API Routing & Fallbacks: Resilient Endpoint Selection for FAIR Data Pipelines

Q: When should a request retry in place versus cascade to a fallback?

Classify by failure permanence. Transient signals such as HTTP 429, 502, 503, 504, and connection or read timeouts mean the endpoint may recover, so retry in place with jittered exponential backoff up to a small attempt cap. Permanent signals such as HTTP 400, 404, and any local schema-validation error mean the request will never succeed on that endpoint, so cascade immediately and spend no retry budget.

Q: How do I stop a fallback endpoint from accepting records the primary would reject?

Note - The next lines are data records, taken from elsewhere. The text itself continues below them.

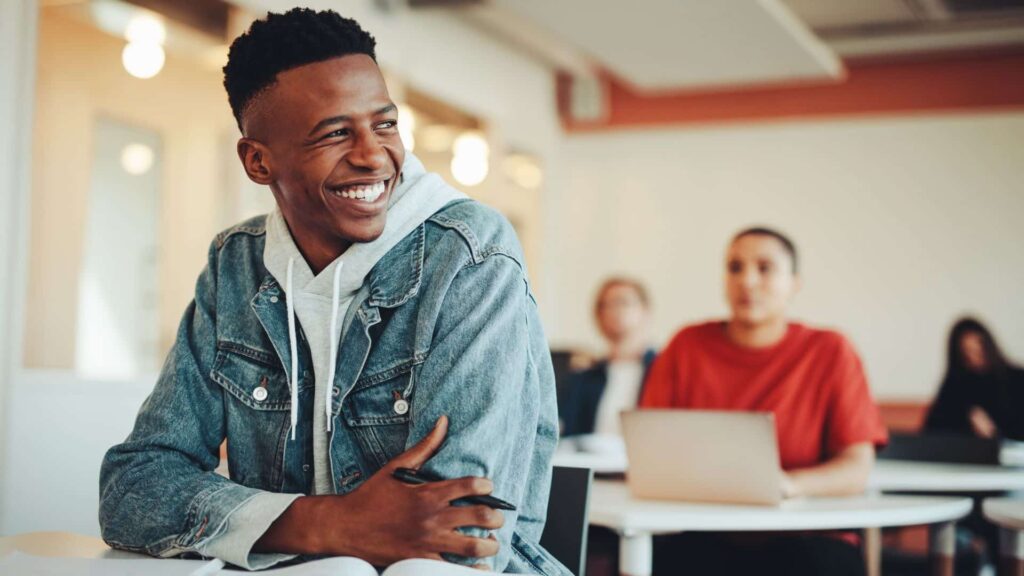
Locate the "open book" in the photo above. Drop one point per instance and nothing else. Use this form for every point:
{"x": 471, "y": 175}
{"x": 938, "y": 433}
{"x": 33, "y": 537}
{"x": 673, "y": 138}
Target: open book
{"x": 26, "y": 565}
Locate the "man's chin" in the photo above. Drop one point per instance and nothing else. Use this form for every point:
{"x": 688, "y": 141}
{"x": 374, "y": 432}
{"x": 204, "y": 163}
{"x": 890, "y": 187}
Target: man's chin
{"x": 361, "y": 235}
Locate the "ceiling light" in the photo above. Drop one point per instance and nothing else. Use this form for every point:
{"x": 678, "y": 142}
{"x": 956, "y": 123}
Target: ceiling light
{"x": 142, "y": 60}
{"x": 136, "y": 159}
{"x": 470, "y": 162}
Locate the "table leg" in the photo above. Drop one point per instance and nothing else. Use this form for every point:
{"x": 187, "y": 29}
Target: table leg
{"x": 636, "y": 553}
{"x": 942, "y": 545}
{"x": 1012, "y": 550}
{"x": 872, "y": 550}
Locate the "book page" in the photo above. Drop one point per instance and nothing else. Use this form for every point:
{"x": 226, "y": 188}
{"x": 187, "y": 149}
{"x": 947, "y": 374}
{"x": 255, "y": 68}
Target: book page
{"x": 26, "y": 565}
{"x": 420, "y": 567}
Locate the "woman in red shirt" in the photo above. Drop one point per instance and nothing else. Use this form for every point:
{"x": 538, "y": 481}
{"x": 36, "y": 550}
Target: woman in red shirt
{"x": 811, "y": 379}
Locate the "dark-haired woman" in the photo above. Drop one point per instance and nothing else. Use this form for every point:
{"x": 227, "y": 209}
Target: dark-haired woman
{"x": 982, "y": 393}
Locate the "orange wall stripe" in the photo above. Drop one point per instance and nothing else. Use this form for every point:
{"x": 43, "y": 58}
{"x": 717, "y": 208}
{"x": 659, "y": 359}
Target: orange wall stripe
{"x": 979, "y": 81}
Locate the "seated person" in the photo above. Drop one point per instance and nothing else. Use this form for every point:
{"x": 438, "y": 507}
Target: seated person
{"x": 597, "y": 395}
{"x": 377, "y": 319}
{"x": 982, "y": 393}
{"x": 811, "y": 379}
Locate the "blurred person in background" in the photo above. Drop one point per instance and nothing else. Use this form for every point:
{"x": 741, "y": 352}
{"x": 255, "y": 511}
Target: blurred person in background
{"x": 812, "y": 380}
{"x": 597, "y": 395}
{"x": 982, "y": 393}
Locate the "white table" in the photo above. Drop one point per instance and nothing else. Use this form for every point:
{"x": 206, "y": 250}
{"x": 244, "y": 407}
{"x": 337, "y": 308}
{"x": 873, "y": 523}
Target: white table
{"x": 637, "y": 521}
{"x": 1008, "y": 513}
{"x": 897, "y": 476}
{"x": 61, "y": 544}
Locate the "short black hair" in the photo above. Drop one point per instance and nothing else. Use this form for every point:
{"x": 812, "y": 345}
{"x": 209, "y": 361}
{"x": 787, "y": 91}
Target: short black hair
{"x": 787, "y": 244}
{"x": 282, "y": 42}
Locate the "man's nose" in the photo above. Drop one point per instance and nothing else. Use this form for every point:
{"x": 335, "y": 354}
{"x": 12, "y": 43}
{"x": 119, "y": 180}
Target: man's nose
{"x": 368, "y": 153}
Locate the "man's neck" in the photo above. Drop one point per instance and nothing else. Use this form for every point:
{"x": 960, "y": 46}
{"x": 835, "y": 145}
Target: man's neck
{"x": 318, "y": 255}
{"x": 758, "y": 335}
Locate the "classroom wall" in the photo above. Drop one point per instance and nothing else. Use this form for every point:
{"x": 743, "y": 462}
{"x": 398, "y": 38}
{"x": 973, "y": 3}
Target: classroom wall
{"x": 80, "y": 81}
{"x": 903, "y": 223}
{"x": 16, "y": 63}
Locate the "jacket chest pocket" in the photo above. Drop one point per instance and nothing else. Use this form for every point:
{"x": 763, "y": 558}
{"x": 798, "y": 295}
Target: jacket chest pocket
{"x": 378, "y": 409}
{"x": 251, "y": 376}
{"x": 257, "y": 409}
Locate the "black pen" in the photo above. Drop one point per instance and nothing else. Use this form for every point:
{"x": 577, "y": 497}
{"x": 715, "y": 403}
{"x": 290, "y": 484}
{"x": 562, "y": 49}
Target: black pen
{"x": 409, "y": 476}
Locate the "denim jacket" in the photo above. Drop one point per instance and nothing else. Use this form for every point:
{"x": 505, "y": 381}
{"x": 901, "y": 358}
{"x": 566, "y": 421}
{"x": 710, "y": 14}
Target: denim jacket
{"x": 445, "y": 321}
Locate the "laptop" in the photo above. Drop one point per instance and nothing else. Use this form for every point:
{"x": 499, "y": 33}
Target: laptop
{"x": 702, "y": 456}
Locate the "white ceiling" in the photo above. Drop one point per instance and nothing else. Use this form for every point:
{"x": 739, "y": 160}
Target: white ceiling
{"x": 705, "y": 44}
{"x": 672, "y": 44}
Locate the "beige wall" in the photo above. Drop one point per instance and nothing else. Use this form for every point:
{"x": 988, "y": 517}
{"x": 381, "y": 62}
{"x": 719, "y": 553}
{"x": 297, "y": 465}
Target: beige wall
{"x": 16, "y": 65}
{"x": 902, "y": 223}
{"x": 80, "y": 78}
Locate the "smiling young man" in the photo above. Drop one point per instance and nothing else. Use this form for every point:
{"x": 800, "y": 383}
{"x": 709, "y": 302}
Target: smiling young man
{"x": 811, "y": 379}
{"x": 378, "y": 319}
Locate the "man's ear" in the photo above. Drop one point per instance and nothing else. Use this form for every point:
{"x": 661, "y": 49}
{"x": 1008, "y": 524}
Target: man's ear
{"x": 256, "y": 160}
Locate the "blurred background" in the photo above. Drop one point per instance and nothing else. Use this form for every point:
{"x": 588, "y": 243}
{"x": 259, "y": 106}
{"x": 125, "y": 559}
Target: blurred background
{"x": 885, "y": 136}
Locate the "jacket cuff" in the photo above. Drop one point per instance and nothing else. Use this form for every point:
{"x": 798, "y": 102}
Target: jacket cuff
{"x": 235, "y": 519}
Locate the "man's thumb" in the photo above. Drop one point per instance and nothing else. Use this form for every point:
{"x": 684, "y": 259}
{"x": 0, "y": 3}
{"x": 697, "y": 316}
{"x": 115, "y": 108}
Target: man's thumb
{"x": 419, "y": 454}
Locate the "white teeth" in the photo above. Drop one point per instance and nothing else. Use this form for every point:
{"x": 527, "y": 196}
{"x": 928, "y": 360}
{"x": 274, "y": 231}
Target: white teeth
{"x": 366, "y": 193}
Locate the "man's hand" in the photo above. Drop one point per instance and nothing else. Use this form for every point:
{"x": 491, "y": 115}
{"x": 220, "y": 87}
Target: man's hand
{"x": 385, "y": 521}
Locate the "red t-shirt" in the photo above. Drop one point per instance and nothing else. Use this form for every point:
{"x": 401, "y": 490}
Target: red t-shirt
{"x": 812, "y": 380}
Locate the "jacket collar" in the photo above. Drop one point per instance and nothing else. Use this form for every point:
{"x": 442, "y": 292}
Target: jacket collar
{"x": 394, "y": 279}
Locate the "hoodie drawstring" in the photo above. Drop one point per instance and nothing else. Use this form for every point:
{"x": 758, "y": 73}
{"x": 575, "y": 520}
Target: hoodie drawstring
{"x": 335, "y": 303}
{"x": 293, "y": 344}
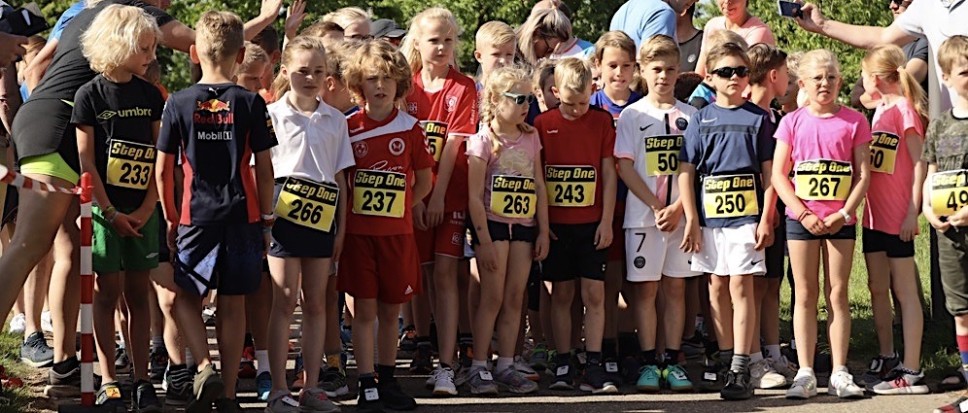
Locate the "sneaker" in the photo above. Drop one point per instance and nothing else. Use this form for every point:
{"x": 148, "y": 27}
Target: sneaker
{"x": 763, "y": 376}
{"x": 803, "y": 387}
{"x": 207, "y": 387}
{"x": 737, "y": 386}
{"x": 677, "y": 378}
{"x": 314, "y": 400}
{"x": 333, "y": 382}
{"x": 842, "y": 385}
{"x": 394, "y": 398}
{"x": 35, "y": 352}
{"x": 481, "y": 381}
{"x": 515, "y": 382}
{"x": 564, "y": 378}
{"x": 263, "y": 385}
{"x": 596, "y": 381}
{"x": 902, "y": 381}
{"x": 648, "y": 381}
{"x": 144, "y": 399}
{"x": 444, "y": 382}
{"x": 525, "y": 369}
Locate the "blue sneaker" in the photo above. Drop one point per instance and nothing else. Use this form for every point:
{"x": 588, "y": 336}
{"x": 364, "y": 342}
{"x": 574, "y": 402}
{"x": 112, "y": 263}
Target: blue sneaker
{"x": 263, "y": 385}
{"x": 649, "y": 379}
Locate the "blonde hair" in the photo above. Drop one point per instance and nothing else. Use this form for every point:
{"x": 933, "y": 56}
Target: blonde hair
{"x": 409, "y": 46}
{"x": 301, "y": 43}
{"x": 573, "y": 74}
{"x": 887, "y": 63}
{"x": 952, "y": 51}
{"x": 219, "y": 36}
{"x": 377, "y": 57}
{"x": 114, "y": 34}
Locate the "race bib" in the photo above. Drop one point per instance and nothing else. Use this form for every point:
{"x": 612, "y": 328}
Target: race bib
{"x": 379, "y": 193}
{"x": 130, "y": 164}
{"x": 949, "y": 191}
{"x": 884, "y": 152}
{"x": 571, "y": 186}
{"x": 513, "y": 196}
{"x": 729, "y": 196}
{"x": 307, "y": 203}
{"x": 822, "y": 180}
{"x": 436, "y": 137}
{"x": 662, "y": 154}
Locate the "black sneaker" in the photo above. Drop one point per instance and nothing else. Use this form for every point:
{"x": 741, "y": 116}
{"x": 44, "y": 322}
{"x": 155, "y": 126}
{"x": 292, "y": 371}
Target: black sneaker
{"x": 737, "y": 386}
{"x": 35, "y": 352}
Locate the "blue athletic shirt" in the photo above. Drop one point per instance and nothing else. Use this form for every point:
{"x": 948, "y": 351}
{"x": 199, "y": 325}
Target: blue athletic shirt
{"x": 728, "y": 141}
{"x": 217, "y": 128}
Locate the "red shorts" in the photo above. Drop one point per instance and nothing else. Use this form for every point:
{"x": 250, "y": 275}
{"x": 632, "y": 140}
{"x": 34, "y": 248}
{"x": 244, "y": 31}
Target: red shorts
{"x": 382, "y": 267}
{"x": 446, "y": 239}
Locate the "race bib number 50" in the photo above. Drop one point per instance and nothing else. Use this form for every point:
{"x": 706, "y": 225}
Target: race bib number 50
{"x": 823, "y": 180}
{"x": 379, "y": 193}
{"x": 130, "y": 164}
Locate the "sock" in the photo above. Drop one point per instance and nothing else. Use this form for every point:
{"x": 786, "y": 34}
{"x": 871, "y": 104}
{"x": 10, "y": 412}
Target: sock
{"x": 741, "y": 362}
{"x": 261, "y": 361}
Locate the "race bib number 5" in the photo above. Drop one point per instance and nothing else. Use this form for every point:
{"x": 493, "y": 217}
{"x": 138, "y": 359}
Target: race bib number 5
{"x": 308, "y": 203}
{"x": 513, "y": 196}
{"x": 729, "y": 196}
{"x": 949, "y": 192}
{"x": 130, "y": 164}
{"x": 379, "y": 193}
{"x": 571, "y": 186}
{"x": 822, "y": 180}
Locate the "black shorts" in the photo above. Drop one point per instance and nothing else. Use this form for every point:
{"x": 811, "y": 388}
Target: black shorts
{"x": 500, "y": 231}
{"x": 796, "y": 232}
{"x": 877, "y": 241}
{"x": 573, "y": 255}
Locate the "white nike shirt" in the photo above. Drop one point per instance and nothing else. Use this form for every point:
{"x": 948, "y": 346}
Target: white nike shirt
{"x": 636, "y": 125}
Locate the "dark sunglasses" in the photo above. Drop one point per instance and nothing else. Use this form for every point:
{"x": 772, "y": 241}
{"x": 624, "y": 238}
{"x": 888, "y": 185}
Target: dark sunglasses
{"x": 518, "y": 98}
{"x": 727, "y": 72}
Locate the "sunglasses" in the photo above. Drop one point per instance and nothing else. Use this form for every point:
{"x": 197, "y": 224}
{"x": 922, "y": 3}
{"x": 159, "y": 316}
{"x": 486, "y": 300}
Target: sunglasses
{"x": 518, "y": 98}
{"x": 727, "y": 72}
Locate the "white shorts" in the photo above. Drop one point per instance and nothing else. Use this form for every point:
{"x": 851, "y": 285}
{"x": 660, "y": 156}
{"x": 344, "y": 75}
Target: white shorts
{"x": 650, "y": 254}
{"x": 730, "y": 251}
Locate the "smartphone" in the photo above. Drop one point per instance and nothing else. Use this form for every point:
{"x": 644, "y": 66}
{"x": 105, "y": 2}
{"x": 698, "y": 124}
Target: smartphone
{"x": 789, "y": 8}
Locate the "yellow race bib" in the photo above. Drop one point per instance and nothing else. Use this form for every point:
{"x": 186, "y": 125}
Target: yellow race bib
{"x": 513, "y": 196}
{"x": 308, "y": 203}
{"x": 949, "y": 191}
{"x": 379, "y": 193}
{"x": 662, "y": 154}
{"x": 130, "y": 164}
{"x": 884, "y": 152}
{"x": 729, "y": 196}
{"x": 571, "y": 186}
{"x": 436, "y": 137}
{"x": 822, "y": 180}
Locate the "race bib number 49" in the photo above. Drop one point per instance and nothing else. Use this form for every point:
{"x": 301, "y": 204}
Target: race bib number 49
{"x": 571, "y": 186}
{"x": 513, "y": 196}
{"x": 130, "y": 164}
{"x": 729, "y": 196}
{"x": 379, "y": 193}
{"x": 307, "y": 203}
{"x": 949, "y": 192}
{"x": 822, "y": 180}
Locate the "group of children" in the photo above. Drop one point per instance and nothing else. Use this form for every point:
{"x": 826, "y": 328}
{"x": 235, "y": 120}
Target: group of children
{"x": 381, "y": 166}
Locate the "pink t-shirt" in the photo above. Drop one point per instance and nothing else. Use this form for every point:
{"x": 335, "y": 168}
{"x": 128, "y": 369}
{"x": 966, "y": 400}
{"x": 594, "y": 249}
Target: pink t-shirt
{"x": 515, "y": 158}
{"x": 813, "y": 138}
{"x": 889, "y": 194}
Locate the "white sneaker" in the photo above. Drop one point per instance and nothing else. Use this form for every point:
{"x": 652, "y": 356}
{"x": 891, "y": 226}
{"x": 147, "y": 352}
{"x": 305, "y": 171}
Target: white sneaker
{"x": 842, "y": 385}
{"x": 804, "y": 387}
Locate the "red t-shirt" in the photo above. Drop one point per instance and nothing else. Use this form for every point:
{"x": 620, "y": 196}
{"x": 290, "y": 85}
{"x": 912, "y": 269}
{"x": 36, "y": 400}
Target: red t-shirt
{"x": 387, "y": 154}
{"x": 453, "y": 109}
{"x": 572, "y": 155}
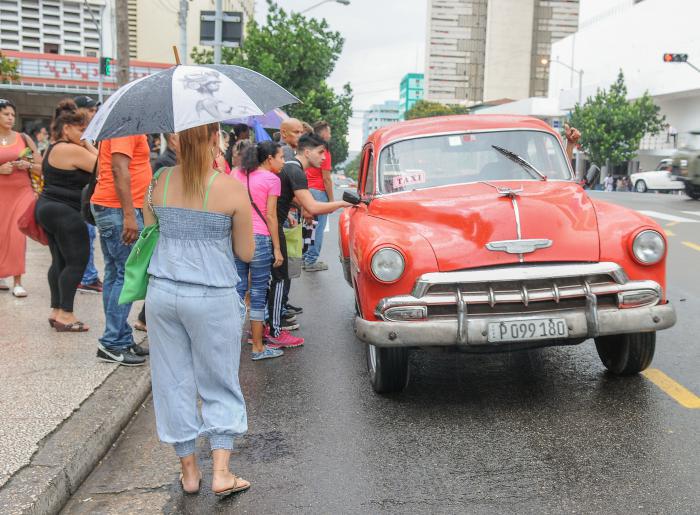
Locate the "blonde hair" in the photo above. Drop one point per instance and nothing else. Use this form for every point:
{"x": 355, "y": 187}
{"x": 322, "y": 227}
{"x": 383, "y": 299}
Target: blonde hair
{"x": 196, "y": 158}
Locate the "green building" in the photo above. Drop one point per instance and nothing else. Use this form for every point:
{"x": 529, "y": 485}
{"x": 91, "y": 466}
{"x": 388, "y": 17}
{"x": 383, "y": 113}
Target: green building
{"x": 410, "y": 93}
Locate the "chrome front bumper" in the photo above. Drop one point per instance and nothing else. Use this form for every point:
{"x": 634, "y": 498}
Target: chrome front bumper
{"x": 456, "y": 308}
{"x": 447, "y": 333}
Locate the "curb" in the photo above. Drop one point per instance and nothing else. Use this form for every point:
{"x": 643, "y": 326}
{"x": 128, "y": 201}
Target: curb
{"x": 68, "y": 455}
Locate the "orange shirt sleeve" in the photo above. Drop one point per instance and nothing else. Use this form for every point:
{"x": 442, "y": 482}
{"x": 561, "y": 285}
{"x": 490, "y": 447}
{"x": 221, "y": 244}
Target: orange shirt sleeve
{"x": 125, "y": 145}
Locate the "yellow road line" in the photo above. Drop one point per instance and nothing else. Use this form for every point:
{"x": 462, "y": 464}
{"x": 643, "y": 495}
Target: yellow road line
{"x": 693, "y": 246}
{"x": 678, "y": 392}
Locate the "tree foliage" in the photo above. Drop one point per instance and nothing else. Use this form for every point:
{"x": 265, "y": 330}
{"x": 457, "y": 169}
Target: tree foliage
{"x": 9, "y": 70}
{"x": 426, "y": 109}
{"x": 298, "y": 53}
{"x": 613, "y": 127}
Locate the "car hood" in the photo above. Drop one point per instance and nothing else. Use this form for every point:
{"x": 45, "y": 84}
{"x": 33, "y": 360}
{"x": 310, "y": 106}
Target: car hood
{"x": 460, "y": 220}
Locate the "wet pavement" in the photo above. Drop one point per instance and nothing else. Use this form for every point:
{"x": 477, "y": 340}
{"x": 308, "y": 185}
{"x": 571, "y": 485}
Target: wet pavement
{"x": 545, "y": 431}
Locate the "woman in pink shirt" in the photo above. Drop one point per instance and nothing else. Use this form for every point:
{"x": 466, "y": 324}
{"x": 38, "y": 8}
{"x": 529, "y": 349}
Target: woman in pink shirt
{"x": 260, "y": 166}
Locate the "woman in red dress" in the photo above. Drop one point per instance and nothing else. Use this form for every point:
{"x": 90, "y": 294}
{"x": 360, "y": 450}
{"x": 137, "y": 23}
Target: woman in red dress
{"x": 16, "y": 194}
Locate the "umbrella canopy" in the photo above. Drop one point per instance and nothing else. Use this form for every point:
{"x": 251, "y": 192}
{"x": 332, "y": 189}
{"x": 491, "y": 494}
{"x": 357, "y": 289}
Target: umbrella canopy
{"x": 183, "y": 97}
{"x": 271, "y": 120}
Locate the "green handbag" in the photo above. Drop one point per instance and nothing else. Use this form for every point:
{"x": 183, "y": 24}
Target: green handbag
{"x": 136, "y": 269}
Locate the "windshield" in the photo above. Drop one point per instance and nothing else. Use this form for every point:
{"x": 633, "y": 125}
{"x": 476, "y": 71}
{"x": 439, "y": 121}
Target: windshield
{"x": 470, "y": 157}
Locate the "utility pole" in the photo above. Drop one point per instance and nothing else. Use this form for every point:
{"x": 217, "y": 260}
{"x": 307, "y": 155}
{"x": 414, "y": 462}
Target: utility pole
{"x": 100, "y": 53}
{"x": 123, "y": 49}
{"x": 182, "y": 22}
{"x": 218, "y": 26}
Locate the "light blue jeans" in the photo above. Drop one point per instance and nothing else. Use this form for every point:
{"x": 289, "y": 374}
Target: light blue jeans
{"x": 110, "y": 222}
{"x": 90, "y": 276}
{"x": 259, "y": 269}
{"x": 312, "y": 254}
{"x": 194, "y": 335}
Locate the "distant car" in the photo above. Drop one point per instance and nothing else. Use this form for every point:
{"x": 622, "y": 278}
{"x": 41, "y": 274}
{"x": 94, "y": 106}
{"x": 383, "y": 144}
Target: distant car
{"x": 660, "y": 179}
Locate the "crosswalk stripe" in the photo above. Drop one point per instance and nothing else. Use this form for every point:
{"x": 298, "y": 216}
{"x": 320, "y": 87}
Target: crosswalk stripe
{"x": 670, "y": 218}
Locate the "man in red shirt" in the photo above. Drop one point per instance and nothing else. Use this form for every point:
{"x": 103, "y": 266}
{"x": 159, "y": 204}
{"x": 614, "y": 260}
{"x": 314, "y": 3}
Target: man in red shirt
{"x": 321, "y": 188}
{"x": 124, "y": 176}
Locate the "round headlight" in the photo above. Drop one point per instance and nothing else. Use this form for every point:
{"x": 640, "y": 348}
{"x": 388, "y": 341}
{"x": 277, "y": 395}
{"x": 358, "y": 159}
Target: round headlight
{"x": 387, "y": 265}
{"x": 649, "y": 247}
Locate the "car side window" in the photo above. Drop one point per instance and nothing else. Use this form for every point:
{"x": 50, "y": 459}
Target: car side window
{"x": 369, "y": 173}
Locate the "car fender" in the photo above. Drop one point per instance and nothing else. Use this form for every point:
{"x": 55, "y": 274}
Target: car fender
{"x": 368, "y": 237}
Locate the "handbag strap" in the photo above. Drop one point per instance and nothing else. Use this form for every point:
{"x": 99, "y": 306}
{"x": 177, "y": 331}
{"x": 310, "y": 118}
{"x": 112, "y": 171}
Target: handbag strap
{"x": 255, "y": 206}
{"x": 206, "y": 193}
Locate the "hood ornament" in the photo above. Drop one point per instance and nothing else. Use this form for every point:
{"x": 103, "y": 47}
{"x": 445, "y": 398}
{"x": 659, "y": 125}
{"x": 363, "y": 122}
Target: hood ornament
{"x": 518, "y": 246}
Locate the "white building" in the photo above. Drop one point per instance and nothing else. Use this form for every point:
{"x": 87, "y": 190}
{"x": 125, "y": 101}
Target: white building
{"x": 632, "y": 36}
{"x": 483, "y": 50}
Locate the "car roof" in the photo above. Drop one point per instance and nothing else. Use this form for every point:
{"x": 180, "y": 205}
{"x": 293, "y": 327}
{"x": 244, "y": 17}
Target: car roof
{"x": 442, "y": 124}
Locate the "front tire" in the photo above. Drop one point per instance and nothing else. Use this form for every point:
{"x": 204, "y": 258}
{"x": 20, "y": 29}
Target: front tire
{"x": 388, "y": 368}
{"x": 626, "y": 354}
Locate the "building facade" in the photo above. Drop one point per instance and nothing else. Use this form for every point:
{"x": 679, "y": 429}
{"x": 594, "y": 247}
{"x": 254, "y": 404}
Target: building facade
{"x": 154, "y": 25}
{"x": 482, "y": 50}
{"x": 410, "y": 92}
{"x": 378, "y": 116}
{"x": 597, "y": 50}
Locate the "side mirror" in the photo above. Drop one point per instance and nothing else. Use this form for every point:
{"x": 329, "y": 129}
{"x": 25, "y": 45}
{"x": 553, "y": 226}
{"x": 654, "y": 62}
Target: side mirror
{"x": 351, "y": 197}
{"x": 592, "y": 176}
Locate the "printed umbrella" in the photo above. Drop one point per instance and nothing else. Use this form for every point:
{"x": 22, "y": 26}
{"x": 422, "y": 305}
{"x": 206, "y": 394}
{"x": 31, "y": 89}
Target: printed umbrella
{"x": 271, "y": 120}
{"x": 183, "y": 97}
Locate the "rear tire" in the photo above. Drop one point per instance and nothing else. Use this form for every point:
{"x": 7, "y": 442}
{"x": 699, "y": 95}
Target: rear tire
{"x": 388, "y": 368}
{"x": 626, "y": 354}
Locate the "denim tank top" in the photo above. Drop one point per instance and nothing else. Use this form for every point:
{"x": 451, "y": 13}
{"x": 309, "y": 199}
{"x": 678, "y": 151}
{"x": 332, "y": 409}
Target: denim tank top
{"x": 194, "y": 246}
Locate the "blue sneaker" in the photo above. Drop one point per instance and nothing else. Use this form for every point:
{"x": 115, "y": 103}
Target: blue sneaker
{"x": 268, "y": 353}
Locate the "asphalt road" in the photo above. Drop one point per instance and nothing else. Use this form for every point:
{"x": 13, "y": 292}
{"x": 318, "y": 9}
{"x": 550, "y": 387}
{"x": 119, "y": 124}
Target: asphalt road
{"x": 546, "y": 431}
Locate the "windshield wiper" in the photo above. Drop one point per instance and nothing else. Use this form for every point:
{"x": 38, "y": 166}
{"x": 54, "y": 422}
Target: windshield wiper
{"x": 519, "y": 160}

Validate against the target route's own schema before every dispatch, not once at the pipeline edge. Because the dispatcher re-checks the payload against each endpoint's declared schema as it walks the chain, a record that fails strict-tier validation cannot be quietly accepted by a mirror. Records that fail validation are routed to a quarantine sink for curator remediation rather than downgraded to a relaxed tier.

Q: Does the routing layer manage credentials for each endpoint?

It injects credentials but does not own them. Tokens are scoped per endpoint and rotated through a centralized secrets manager; when a fallback route activates, the dispatcher attaches that route's own credential bundle so a mirror or cache never inherits the primary's elevated permissions.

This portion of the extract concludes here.